Araştırma sonuçları “aile kurma” konusundaki çalışan düşüncelerini de yansıtıyor. Katılımcıların %27’si kendilerinin ya da eşlerinin çocuk sahibi olmak için kariyerine ara verebileceğini düşünürken, %21’lik kesim ise bir aileye sahip olmanın kariyerlerini olumsuz etkileyeceği kaygısı taşıdığını ifade ediyor. Bu konuda en çok endişe duyulan ülkeler %38’lik bir oranla İspanya ve %26 ile Yunanistan olarak gözükmektedir.
Kashmir konuşmasına şöyle devam ediyor: “Genel olarak veriler, büyük çoğunluğunda doğum oranlarının ve nüfusun giderek düştüğü ve gitgide yaşlanan işgücünün söz konusu olduğu Avrupa’da, belirgin demografik farklılıkları ortaya koymaktadır. İyi bir işveren tüm bunların farkında olmalıdır. Çalışanlar için önemli faktörler, güven ve istihdamın çevresinde toplanmaktadır. Çalışanlar için çalıştıkları organizasyonun etik davranması ve iş dünyasına yeni katılan genç bir insanın, aile kurmak için işine ara veren bir çalışanın ya da emeklilikten sonra çalışmayı sürdürmek isteyen bir elemanın çıkarlarını koruyacağına dair güven duyabilmesi, en önemli faktördür.”
Türkiye’de Durum Nedir?
Manpower Türkiye web sitesi üzerinden anketi yanıtlayan Türk katılımcıların çizdiği iyi bir işveren portresinde de ilginç sonuçlara rastlanıyor.

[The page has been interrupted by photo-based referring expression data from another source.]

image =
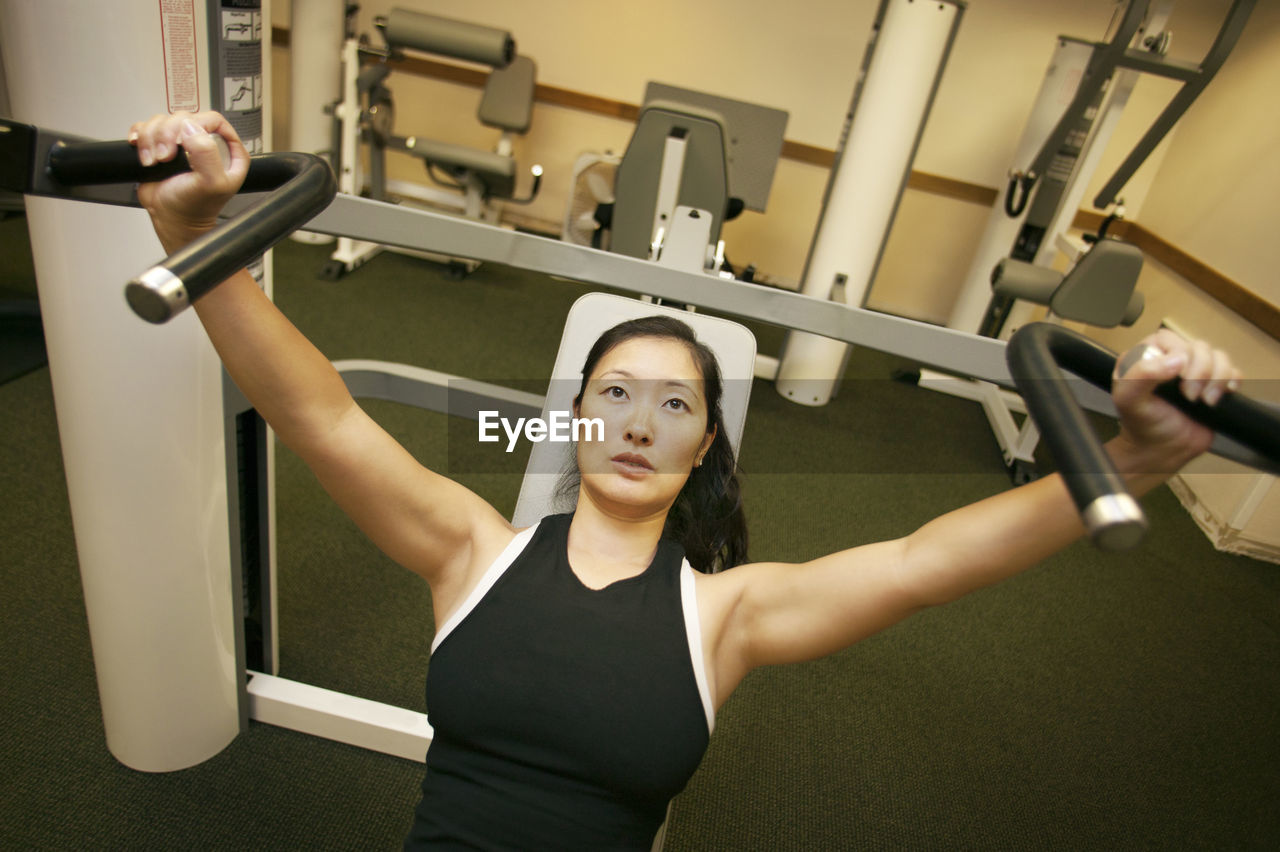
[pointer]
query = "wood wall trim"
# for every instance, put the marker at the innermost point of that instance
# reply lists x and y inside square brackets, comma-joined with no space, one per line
[1205,278]
[1248,305]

Türk katılımcıların %56’sı ödenen maaş ve sağlanan hakların iyi olmasını en önemli etken olarak görürken, %46’sı güvenlik ve stabilitenin sağlanmasını, %41’i ise kariyer gelişimi fırsatının sunulmasını “büyük bir işveren olma” klasmanında artı değer olarak düşünüyor.
Türkiye’deki katılımcıların %84’ü esnek çalışma koşulları sağlanması durumunda, emeklilikten sonra da çalışabileceğini söylüyor, fakat katılımcıların sadece %40’ı işverenlerinin işyerinde çeşitlilik politikasına uyduğunu belirtiyor.

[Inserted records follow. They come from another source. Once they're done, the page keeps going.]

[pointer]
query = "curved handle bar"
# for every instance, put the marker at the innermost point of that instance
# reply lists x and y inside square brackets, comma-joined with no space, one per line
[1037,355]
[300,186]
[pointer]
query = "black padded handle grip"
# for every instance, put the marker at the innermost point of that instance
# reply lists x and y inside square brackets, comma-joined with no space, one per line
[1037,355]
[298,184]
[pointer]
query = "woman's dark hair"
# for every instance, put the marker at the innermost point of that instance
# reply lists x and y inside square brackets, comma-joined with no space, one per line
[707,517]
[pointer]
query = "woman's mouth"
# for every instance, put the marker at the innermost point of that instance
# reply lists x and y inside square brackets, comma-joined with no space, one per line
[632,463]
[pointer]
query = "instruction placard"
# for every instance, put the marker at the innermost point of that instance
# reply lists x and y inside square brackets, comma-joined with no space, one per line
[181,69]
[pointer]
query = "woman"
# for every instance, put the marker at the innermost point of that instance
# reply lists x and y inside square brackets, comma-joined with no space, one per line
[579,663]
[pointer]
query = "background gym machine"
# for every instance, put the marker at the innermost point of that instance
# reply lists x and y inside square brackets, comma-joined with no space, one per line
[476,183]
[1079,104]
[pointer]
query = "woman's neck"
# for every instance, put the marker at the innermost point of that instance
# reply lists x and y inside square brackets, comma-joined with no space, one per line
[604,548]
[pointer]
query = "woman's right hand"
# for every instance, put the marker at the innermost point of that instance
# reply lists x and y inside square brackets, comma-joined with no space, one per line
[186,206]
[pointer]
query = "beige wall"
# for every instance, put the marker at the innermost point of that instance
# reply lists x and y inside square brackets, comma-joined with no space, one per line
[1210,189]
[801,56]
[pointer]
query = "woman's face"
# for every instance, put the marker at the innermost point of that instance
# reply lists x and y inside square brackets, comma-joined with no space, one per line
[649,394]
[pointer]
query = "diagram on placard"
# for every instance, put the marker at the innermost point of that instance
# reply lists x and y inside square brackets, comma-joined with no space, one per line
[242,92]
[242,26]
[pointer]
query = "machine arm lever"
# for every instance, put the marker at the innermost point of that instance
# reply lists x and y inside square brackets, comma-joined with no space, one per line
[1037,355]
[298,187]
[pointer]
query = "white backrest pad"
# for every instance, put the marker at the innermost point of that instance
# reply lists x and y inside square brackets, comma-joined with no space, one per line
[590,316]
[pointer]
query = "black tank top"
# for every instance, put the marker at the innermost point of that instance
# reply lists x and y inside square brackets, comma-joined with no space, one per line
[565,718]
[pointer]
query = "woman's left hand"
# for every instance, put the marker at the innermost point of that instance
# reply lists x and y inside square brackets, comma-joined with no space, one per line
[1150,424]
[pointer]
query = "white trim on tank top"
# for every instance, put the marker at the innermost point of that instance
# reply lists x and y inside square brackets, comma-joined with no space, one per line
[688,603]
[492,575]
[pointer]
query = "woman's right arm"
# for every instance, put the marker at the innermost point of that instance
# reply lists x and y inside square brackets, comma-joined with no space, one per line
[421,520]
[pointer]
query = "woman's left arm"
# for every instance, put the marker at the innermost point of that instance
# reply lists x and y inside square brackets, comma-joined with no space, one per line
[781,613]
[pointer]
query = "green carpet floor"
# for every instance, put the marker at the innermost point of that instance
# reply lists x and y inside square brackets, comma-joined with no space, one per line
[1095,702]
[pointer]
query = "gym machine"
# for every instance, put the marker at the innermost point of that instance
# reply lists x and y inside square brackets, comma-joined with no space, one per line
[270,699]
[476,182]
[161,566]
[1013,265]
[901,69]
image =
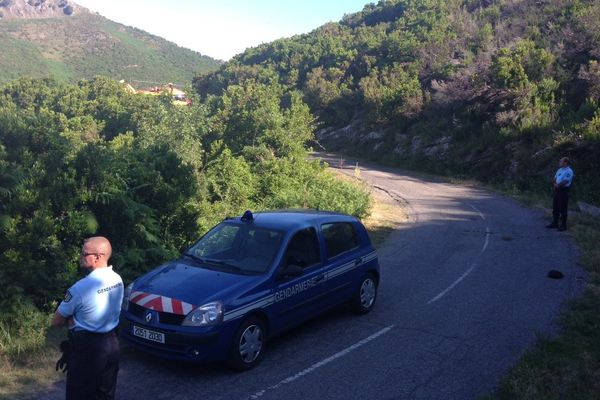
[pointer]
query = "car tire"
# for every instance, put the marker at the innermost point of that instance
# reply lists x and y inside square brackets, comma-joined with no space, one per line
[364,299]
[249,344]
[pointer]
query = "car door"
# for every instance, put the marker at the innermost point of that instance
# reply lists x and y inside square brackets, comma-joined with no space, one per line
[343,258]
[300,283]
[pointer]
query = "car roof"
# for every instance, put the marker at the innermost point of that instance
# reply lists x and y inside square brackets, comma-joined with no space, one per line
[292,219]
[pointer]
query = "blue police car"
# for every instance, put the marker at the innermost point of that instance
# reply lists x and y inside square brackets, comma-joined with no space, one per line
[248,279]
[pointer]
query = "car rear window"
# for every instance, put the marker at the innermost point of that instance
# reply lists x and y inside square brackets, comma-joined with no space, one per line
[339,237]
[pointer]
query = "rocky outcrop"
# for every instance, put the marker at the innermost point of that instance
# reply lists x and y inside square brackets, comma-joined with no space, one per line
[37,9]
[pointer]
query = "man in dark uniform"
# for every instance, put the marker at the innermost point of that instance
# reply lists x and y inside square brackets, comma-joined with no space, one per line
[91,310]
[560,189]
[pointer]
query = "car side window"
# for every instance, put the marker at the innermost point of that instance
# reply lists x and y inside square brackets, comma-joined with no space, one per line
[339,237]
[303,249]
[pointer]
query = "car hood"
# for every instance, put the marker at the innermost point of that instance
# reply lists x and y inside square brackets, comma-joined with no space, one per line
[192,284]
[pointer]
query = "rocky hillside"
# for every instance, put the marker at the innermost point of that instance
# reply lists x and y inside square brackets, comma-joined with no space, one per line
[30,9]
[497,90]
[60,39]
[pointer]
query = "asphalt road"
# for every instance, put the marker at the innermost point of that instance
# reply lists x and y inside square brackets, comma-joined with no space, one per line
[463,294]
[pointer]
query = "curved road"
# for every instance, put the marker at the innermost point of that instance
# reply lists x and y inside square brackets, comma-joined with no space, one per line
[463,294]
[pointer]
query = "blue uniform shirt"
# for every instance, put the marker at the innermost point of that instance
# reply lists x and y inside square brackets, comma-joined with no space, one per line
[94,302]
[564,174]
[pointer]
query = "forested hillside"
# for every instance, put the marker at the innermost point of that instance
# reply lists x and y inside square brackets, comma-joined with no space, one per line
[93,159]
[493,89]
[84,45]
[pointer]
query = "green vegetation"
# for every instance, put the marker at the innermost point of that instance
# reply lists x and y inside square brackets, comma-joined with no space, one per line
[93,159]
[86,45]
[496,90]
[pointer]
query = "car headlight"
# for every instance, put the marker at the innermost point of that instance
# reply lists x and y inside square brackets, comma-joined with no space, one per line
[206,315]
[126,295]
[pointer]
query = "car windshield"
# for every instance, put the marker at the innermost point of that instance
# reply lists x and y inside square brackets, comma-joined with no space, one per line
[237,248]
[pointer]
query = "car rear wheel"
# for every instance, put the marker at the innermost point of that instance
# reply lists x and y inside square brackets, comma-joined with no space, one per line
[248,344]
[364,299]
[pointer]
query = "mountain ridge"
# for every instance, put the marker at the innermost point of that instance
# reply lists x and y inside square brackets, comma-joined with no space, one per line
[38,9]
[38,41]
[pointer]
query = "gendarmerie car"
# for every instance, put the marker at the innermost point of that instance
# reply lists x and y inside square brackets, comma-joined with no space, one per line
[248,279]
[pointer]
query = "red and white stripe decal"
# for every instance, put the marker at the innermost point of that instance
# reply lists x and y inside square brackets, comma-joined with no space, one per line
[161,303]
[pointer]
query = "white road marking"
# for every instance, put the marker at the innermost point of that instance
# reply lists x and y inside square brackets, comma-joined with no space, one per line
[463,276]
[322,363]
[477,210]
[456,282]
[487,239]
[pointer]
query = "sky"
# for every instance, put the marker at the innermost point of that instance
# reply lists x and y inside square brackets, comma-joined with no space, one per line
[223,28]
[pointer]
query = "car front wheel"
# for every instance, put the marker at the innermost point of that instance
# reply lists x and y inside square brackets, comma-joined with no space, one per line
[248,344]
[364,299]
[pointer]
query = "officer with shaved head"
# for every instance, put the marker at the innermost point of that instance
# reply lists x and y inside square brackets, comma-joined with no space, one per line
[561,184]
[91,311]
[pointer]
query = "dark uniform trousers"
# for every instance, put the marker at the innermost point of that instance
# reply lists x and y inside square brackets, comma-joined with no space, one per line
[560,204]
[93,366]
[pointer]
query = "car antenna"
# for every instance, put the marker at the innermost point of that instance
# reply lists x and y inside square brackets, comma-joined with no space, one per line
[247,217]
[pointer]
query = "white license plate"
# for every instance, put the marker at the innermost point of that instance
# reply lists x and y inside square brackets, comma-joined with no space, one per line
[148,334]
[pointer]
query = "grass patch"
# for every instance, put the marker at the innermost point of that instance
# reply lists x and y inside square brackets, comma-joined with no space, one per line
[566,366]
[28,354]
[385,213]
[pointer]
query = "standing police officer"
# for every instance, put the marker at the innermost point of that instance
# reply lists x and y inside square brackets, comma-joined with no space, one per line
[560,187]
[91,310]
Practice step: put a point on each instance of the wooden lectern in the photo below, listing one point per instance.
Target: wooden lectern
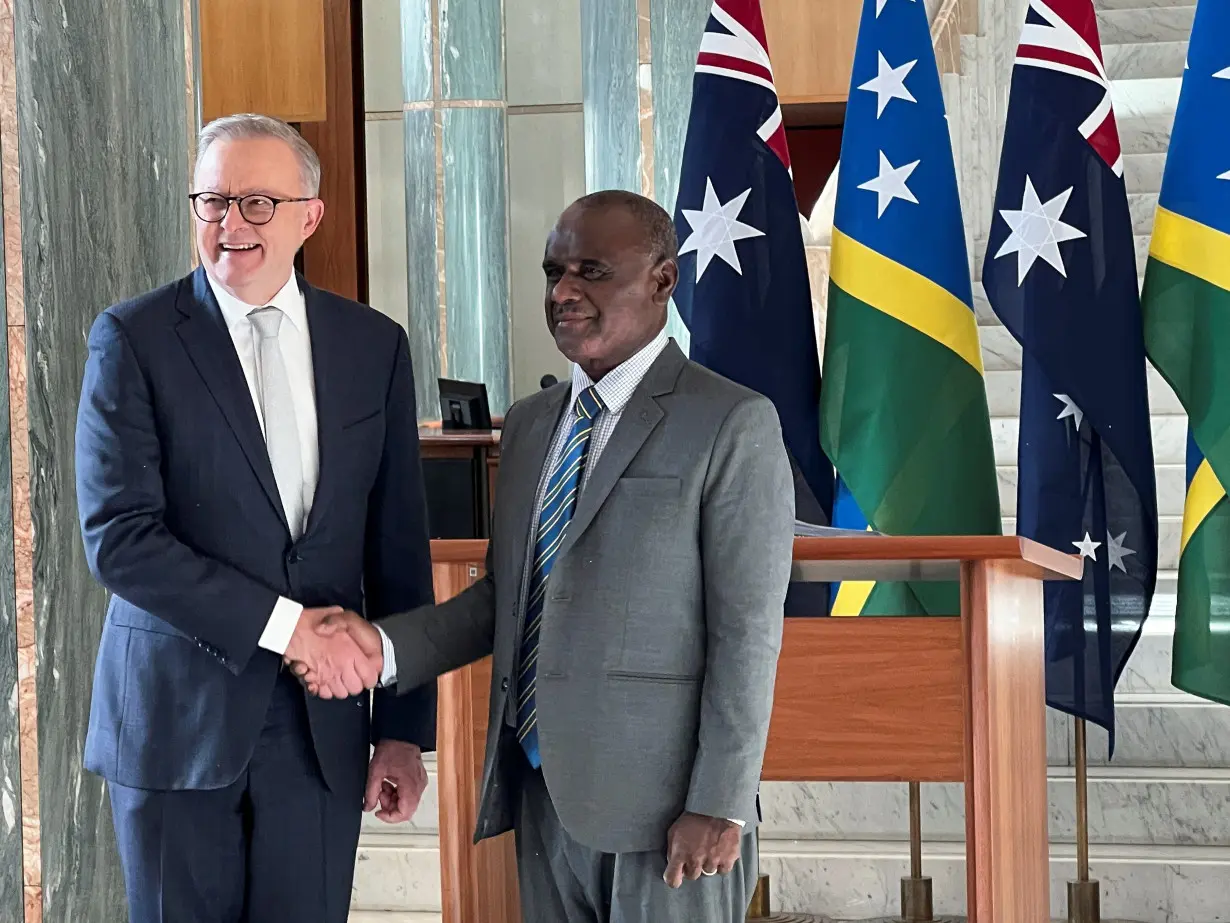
(857, 699)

Katılımcıların ’lik kısmı daha kısa çalışma karşılığında daha az ücret almayı kabul ederken, yarısından fazlası çalışma saatlerinin esnek olması koşuluyla hafta süresince daha uzun çalışabileceğini söylüyor. Buna karşın, evden çalışılabileceğine ve daha verimli olunabileceğine inananların oluşturduğu onda üçlük oran gösteriyor ki, Türk çalışanların gözünde evden çalışmak olumlu bir durum değil.

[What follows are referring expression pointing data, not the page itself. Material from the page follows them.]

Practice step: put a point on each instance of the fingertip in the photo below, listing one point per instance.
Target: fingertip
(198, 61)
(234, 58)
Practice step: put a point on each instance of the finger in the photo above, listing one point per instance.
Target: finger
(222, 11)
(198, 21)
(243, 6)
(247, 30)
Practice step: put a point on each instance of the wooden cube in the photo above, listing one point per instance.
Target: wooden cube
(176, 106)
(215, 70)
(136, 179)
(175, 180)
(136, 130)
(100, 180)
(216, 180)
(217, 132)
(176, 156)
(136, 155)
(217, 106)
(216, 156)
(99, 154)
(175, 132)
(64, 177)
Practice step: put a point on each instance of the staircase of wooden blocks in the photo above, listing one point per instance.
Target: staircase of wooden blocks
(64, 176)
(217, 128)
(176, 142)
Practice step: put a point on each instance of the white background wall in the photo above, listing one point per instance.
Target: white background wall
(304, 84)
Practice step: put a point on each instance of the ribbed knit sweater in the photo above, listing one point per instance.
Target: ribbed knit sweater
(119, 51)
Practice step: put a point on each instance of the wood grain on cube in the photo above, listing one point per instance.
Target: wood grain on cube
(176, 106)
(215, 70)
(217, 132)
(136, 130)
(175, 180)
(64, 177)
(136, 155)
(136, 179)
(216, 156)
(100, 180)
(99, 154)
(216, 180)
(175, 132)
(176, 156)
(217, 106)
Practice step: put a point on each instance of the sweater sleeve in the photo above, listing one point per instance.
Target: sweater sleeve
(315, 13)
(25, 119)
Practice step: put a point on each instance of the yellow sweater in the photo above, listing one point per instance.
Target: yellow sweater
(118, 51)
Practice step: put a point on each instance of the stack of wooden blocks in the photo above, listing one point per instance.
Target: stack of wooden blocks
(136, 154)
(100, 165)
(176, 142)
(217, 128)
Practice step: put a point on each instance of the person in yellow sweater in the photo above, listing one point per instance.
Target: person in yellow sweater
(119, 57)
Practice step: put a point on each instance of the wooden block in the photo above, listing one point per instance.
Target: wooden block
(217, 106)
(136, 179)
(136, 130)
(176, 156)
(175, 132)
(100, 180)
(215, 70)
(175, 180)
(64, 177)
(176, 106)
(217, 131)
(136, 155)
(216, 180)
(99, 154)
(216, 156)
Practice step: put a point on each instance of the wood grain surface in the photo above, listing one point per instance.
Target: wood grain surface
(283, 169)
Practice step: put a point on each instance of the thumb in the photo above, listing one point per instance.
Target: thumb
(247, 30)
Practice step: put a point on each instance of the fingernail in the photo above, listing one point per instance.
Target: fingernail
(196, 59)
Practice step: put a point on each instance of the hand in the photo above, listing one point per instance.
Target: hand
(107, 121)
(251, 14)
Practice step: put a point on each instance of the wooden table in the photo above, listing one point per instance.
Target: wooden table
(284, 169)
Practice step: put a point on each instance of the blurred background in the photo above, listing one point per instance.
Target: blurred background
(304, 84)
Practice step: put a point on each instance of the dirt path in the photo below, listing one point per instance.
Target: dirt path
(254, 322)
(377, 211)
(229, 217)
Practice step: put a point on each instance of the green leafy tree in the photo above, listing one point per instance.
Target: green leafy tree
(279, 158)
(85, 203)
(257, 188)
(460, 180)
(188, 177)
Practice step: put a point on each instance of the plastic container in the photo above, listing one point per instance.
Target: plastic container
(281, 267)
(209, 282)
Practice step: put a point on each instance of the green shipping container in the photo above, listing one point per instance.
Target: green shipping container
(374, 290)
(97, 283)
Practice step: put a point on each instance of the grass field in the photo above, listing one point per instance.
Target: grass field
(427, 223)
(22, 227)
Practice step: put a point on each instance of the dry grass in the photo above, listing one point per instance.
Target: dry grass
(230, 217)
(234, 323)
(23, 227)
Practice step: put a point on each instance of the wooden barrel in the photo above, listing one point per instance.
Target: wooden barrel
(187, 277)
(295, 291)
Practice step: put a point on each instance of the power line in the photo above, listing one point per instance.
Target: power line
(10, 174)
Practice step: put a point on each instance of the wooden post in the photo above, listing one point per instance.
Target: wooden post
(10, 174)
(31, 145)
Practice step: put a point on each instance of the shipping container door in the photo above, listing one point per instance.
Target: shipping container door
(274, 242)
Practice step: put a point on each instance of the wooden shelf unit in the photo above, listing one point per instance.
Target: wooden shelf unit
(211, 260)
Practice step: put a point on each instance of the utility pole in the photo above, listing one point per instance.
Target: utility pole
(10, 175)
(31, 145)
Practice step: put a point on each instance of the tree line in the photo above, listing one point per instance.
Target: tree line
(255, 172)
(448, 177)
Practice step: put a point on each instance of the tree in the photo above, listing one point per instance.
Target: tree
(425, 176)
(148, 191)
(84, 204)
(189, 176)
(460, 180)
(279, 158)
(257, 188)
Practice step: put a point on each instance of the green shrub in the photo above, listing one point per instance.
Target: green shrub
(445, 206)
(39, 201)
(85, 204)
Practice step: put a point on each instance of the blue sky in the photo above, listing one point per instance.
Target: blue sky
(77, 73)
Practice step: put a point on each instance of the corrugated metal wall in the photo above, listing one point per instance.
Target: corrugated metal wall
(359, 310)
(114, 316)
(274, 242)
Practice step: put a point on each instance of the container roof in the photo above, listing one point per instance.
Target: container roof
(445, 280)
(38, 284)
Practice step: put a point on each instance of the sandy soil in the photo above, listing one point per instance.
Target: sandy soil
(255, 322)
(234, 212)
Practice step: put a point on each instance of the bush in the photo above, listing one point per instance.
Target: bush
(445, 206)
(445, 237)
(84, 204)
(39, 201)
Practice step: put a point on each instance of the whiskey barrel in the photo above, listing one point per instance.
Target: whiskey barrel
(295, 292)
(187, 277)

Türkiye sonuçlarına göre, katılımcıların sadece onda dördü ortalama emeklilik yaşında finansal olarak yeterince güvende olacağına inanıyor ve %32’lik kısım çocuk sahibi olmak için ne kendilerinin, ne de eşlerinin kariyerlerine ara verebileceğini düşünüyor.